Last Thursday was Thanksgiving at our apartment–or, to be more accurate, Orphan Thanksgiving. Not everyone can afford to fly back for two holidays within a month’s span… so for the second year in a row, James and I hosted other transplants like ourselves for an eating extravaganza. And like last year, I made way too much food. I think it’s becoming part of the tradition. (Isn’t it a tradition in general for the holidays?)
I finished with most of my prep work right before Thanksgiving so the day itself presented a lot more free time than I had planned on. Should I recline on the couch whilst watching people lip sync on floats down New York’s streets? Take a nap? Or make an extra dessert? Well, if you know me well enough I’m sure you know the answer to that particular question!
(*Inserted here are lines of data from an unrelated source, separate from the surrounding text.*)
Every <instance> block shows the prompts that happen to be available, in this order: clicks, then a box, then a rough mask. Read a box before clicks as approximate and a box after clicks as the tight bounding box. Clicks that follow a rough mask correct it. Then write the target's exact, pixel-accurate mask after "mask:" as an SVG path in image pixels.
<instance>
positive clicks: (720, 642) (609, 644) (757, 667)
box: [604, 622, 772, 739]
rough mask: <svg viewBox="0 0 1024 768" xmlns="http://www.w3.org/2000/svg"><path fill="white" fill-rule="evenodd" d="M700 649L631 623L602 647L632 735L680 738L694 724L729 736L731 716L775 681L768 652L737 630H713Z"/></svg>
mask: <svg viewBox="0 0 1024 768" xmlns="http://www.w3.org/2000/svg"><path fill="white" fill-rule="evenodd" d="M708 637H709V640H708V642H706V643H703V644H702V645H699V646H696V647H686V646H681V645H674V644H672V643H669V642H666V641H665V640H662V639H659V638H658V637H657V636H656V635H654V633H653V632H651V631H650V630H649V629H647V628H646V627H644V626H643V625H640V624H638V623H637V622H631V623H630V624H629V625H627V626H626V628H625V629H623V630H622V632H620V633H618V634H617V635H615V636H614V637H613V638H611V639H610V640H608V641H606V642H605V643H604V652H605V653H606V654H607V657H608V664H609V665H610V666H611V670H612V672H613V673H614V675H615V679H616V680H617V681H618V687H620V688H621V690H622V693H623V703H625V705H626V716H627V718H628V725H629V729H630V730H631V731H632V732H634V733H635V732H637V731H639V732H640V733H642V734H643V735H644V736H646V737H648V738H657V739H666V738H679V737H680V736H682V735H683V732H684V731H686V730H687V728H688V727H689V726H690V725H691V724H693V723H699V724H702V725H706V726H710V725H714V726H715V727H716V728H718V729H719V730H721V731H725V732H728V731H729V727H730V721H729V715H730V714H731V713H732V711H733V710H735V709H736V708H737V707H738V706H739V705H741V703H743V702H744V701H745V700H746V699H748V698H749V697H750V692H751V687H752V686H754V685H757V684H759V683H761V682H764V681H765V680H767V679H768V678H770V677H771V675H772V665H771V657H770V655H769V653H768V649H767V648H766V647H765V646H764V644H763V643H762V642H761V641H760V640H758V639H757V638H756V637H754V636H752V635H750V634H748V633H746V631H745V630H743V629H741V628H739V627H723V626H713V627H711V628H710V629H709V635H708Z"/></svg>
This holiday version of everyone’s favorite treat is a snap to make. The only difference between this recipe and the regular recipe is the addition of pumpkin pie spice (and for some recipes, the omission of the vanilla extract). I also add mini-marshmallows at the end right before putting the mix into a pan to set as an extra-gooey finishing touch. Feel free to leave that out if that’s not your preference–I personally like the addition because it breaks up the monotony of the texture.
These crispy squares disappeared sometime between me carving the turkey and dessert, and were quite well-received. My only regret is that I’m posting this recipe after Thanksgiving week, which is when it seems to fit best with other fall-themed foods. However, if you’re a big pumpkin spice latte or pumpkin pie fan, this will be a great addition to your easy desserts recipe catalog!